What is a Legal Representative?

A legal representative, or legal rep, is the person or entity who represents a person’s best interests after death. They are authorized to make decisions regarding matters related to the business and personal life of the person they represent. They handle administration of the decedent’s estate under probate law.

“Estate” is simply the legal term for all of the deceased person's belongings at the time of death, including money in the bank, jewelry and other valuables, real estate, boats, recreational vehicles and business interests.

A legal representative has “power of attorney”—meaning they have legal rights to make decisions about your belongings. To buy and sell goods, pay bills, and direct actions about anything and everything comprising your estate.

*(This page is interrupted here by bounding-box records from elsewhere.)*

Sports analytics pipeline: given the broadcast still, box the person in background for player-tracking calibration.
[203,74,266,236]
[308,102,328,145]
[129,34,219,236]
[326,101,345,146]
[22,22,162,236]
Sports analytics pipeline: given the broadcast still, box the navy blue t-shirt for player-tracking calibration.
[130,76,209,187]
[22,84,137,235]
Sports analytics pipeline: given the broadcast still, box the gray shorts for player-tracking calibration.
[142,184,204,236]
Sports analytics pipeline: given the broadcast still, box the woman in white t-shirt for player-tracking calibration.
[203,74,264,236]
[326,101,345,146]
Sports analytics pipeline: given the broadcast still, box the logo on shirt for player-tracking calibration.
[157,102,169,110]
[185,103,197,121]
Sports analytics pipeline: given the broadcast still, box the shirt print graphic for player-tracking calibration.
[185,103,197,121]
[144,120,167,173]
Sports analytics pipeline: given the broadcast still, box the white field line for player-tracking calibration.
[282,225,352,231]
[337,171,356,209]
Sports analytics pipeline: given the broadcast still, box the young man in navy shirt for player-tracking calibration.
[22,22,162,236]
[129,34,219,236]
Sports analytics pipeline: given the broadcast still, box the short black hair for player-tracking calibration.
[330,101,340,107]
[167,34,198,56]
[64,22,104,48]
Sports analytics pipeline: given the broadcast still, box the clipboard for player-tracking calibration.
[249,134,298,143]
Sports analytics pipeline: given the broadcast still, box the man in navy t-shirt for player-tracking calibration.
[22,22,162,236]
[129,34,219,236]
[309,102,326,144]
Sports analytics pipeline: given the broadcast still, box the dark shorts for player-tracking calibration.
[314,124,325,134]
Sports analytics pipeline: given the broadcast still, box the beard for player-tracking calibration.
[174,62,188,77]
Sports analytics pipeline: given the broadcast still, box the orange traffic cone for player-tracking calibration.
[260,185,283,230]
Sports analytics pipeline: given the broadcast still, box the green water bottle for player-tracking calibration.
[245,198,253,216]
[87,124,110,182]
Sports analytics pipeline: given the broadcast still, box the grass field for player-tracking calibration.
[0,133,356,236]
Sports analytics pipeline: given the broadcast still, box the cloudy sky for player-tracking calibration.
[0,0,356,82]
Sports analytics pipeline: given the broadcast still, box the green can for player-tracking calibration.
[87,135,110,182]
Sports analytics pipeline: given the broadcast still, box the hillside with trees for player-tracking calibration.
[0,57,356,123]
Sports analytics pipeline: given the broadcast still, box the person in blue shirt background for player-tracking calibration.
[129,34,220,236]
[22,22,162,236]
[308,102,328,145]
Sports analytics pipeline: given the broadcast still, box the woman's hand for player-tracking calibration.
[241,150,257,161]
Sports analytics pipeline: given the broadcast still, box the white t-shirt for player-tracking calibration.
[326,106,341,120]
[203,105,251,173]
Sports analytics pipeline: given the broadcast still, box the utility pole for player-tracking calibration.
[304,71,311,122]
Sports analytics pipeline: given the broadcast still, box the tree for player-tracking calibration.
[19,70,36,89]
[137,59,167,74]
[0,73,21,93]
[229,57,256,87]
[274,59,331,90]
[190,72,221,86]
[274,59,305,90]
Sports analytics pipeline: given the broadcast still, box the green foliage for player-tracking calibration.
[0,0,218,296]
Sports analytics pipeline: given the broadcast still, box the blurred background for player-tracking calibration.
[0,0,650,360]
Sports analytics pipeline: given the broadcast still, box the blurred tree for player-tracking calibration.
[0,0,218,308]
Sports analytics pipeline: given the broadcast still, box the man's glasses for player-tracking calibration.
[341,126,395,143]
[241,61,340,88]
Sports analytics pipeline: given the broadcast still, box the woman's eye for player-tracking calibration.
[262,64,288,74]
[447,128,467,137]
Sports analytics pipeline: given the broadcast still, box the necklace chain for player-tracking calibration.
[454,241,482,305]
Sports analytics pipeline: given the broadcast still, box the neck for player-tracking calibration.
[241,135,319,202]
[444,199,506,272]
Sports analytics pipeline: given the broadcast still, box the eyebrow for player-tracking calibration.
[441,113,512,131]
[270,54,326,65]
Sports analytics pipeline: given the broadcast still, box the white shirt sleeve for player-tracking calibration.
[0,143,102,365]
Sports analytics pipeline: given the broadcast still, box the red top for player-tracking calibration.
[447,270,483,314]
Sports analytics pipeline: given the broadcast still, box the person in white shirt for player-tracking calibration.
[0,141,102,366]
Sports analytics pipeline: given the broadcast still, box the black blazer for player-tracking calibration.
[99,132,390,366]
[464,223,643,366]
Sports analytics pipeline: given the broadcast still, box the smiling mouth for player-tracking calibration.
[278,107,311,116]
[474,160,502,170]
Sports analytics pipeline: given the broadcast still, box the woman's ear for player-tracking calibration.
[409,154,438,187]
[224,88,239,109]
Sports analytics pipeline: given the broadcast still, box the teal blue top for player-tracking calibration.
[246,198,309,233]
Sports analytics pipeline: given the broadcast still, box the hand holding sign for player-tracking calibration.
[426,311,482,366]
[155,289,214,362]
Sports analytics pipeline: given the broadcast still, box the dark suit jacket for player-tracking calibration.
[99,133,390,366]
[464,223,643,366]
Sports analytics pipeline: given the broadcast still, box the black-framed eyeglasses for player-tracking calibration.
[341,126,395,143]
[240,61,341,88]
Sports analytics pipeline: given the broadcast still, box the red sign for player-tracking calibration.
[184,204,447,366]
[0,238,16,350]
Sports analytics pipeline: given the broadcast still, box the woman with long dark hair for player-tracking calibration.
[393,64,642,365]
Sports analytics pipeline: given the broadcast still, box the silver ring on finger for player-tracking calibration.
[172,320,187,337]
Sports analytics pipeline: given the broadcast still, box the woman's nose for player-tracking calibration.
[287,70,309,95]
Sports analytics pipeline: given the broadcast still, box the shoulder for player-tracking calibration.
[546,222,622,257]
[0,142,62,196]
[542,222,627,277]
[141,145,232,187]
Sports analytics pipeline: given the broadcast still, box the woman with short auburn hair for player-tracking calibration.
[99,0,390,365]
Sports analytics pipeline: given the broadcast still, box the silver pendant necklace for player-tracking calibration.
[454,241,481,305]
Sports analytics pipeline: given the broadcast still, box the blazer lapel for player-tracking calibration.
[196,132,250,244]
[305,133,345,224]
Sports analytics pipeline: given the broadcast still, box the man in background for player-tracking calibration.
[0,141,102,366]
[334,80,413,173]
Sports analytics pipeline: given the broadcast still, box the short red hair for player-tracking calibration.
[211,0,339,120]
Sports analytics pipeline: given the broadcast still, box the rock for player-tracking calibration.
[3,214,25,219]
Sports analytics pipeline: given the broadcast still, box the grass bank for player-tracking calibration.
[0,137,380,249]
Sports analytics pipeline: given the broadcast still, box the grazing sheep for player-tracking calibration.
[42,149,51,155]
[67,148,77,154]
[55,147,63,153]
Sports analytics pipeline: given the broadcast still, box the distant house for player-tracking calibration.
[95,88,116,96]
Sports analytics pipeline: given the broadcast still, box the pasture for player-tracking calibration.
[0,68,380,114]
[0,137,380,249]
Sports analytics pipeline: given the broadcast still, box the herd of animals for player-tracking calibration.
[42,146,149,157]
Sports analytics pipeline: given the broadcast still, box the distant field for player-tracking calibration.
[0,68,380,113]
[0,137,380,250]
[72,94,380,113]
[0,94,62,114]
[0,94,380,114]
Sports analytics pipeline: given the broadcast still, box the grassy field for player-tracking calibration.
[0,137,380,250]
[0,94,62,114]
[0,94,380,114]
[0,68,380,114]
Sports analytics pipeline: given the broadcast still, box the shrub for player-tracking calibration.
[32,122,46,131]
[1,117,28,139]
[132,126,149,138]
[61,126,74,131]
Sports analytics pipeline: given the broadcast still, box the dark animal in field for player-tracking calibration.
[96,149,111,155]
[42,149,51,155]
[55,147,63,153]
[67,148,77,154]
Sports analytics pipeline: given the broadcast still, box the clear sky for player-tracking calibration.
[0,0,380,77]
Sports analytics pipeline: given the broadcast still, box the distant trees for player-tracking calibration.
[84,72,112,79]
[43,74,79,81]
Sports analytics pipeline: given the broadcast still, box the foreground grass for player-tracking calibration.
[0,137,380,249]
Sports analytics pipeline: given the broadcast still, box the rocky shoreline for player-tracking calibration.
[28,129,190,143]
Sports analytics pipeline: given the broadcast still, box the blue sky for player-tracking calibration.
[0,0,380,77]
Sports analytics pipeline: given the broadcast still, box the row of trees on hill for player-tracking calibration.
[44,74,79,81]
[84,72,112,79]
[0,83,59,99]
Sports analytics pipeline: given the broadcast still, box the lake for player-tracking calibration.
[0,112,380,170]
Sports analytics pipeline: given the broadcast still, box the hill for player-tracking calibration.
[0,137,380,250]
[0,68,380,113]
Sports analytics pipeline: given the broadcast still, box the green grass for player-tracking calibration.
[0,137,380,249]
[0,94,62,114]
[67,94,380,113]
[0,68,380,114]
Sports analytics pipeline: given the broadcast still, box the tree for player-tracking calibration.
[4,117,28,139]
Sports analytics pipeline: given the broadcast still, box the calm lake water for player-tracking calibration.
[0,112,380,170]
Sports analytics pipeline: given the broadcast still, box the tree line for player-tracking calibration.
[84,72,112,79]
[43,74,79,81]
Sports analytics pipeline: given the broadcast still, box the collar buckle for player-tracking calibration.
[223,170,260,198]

They serve as the executor of your estate, and they are charged with carrying out your wishes as set forth in your will. A lawyer can help you complete an executor of estate form.

Becoming Executor of an Estate

A common type of legal representative is the executor of a deceased person's estate, which is typically named in the will. If no person or entity was named, or if the person died “intestate” (without a will), one can file to become executor through the county’s probate court where the decedent lived, or where they owned real estate if they lived elsewhere. An executor should be someone whom the decedent trusted and likely would have selected if they had named a representative.

Applying to be Estate Administrator

When a person dies without a will, probate court will appoint someone to be in charge of the estate. That person is referred to as an administrator. The duties are essentially the same as an executor, except an administrator is court appointed rather than chosen by the decedent. It might be a business partner or a friend, for example, instead of a spouse or close relative, if none exist.

You can apply to be the administrator of an estate through petitioning probate court. You must demonstrate why you are qualified, including bringing both an understanding of and written estimate of what you believe the decedent’s assets to be, and their approximate value. You will have to pay for any filing fees or copies that have to be made and sent to relatives.

Personal Representatives of Estates

"Personal representative" is used interchangeably with both executor (named as such in the will) and administrator (named by the courts to handle the estate). It’s the person in charge of someone’s estate after they die.

Authorized Representatives of Estates

An executor or administrator is an authorized representative to act on behalf of the incapacitated person or decedent, meaning they are authorized to make any and all decisions on their behalf in terms of handling of their personal affairs, property, bills, debts, payments, and other responsibilities. An entity such as a business, law firm or trustee may also be named an authorized representative, and endowed with those decision-making powers.

To avoid paperwork and associated costs, and to ensure clarity in handling your affairs, create a will that lists the person (or persons, in descending order), who will be in charge of your estate after you die. It’s important that you prepare your will according to the law in your jurisdiction so that it is not contested in any way or held up in court after your death.